もちろん、視線とか、身体の角度とか、指先まで神経を張り詰めているかとか、そういうところに差は出てくるかもしれないけど。
それでも、全体としてばらつきが出ているように見えるよりはいい。言うまでもなく、全員、しっかり、とりあえずは、お手本どおりに振りつけることができるというのが、理想ではあるわけだけど。
それから、水分補給を挟みつつ、歌と、フィジカルトレーニング。
これらの順番は、いつも決まっているわけじゃない。どれからどういう順番でも、しっかりやり切る。
ダンスと歌を済ませた後のフィジカルトレーニングはきつい、なんて泣き言は言っていられない。
本番のステージでは、どんなに疲れていても、どんなにメンタル的に弱っていても、ベストなパフォーマンスを求められるわけだし、それに応えられないようなら、デビューとか、ステージに立つ資格はない。
プロとして、アイドルとして活動するとは、そういうことだ。
「それで、詩音。由依さんとなにを話してたの?」
レッスンを終えて、ストレッチとか、着替えとか、そんなことを済ませてから、奏音に捕まった。

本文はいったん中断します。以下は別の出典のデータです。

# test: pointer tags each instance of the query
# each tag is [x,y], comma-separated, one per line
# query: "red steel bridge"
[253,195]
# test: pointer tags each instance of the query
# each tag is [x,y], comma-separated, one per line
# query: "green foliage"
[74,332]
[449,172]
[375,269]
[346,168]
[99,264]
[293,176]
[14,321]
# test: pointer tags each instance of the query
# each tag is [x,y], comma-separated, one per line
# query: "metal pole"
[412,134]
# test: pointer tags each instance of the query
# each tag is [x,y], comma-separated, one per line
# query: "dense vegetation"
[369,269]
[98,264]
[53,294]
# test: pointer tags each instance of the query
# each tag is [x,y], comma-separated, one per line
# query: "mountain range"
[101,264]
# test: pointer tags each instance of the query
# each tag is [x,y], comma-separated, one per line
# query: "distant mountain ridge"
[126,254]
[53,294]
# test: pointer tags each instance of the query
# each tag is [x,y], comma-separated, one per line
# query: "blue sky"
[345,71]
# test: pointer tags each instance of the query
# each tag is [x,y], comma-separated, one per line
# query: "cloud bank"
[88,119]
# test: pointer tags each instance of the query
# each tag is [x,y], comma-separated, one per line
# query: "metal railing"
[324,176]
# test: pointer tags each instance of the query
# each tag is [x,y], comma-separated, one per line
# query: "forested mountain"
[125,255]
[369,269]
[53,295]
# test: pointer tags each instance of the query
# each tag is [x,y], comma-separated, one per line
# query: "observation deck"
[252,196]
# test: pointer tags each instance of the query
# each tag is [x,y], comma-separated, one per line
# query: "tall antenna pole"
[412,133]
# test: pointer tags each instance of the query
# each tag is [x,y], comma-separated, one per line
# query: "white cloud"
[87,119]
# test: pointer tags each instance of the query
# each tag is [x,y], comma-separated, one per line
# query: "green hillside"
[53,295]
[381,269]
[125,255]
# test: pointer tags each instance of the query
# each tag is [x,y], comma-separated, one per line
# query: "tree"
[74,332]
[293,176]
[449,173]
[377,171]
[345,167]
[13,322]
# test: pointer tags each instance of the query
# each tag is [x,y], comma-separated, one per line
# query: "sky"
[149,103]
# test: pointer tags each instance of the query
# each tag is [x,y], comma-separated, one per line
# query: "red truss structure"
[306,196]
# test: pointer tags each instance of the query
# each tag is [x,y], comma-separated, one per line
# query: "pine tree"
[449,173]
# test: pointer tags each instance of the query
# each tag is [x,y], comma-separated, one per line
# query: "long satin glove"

レッスンが終わってから、と待たせたのは私のほうだし、話さずに済ませられることでもない。ユニットとして、これからも活動を続けていくなら避けられないことでもあるから。
「奏音は天才的で、すごいなあって話」
「なに言ってるの?」
奏音は、真面目に話して、なんて言ってくるけど、私だってそのまま話しているだけだ。
「本当に、そのままの話をしてたんだけど」
「意味わからないんだけど?」
奏音の手が、なんだか、いやらしい感じに蠢くので。
「詩音ー?」
「由依さんー」
私は由依さんに泣きついた。
このままだと、蹂躙されそうで、なんというか、奏音の目つきも恐ろしかったし。
由依さんはいつもどおりの笑顔で。
「詩音ちゃんが可愛くていじめたくなるのはわかるけど、そんなに怖がらせたらだめよ、奏音ちゃん」
「由依さん?」
あれ? もしかして、助けを求める相手を間違えたかな? 味方だと思ったら敵だったとか、そういう話?
「さあ、詩音。大人しく話しなさい」
奏音は私を座らせて、誤魔化されないから、と表情を作る。
「悪いのだけれど、皆、今は一旦、私たちだけにしてくれるかしら?」
由依さんが、何事だろうかと、残ってこちらに視線を向けていた人たちに手を合わせる。
由依さんが言うなら、と残っていた人たちが大人しく帰ってくれて、それから。
「奏音ちゃん。とりあえず、最後まで静かに聞いてくれるかしら?」
「由依さんがそう言うなら」
そうして、促されて。
「えっとね――」
私は、由依さんと話したことをそのまま奏音に伝えた。
余すことなく、包み隠さず。
自分の情けないところを話すのは、それも、パートナーに話すというのは大分堪えることだったけど、事前に由依さんに話を聞いてもらえていたから、幾分、心は軽くなっていたことも事実で。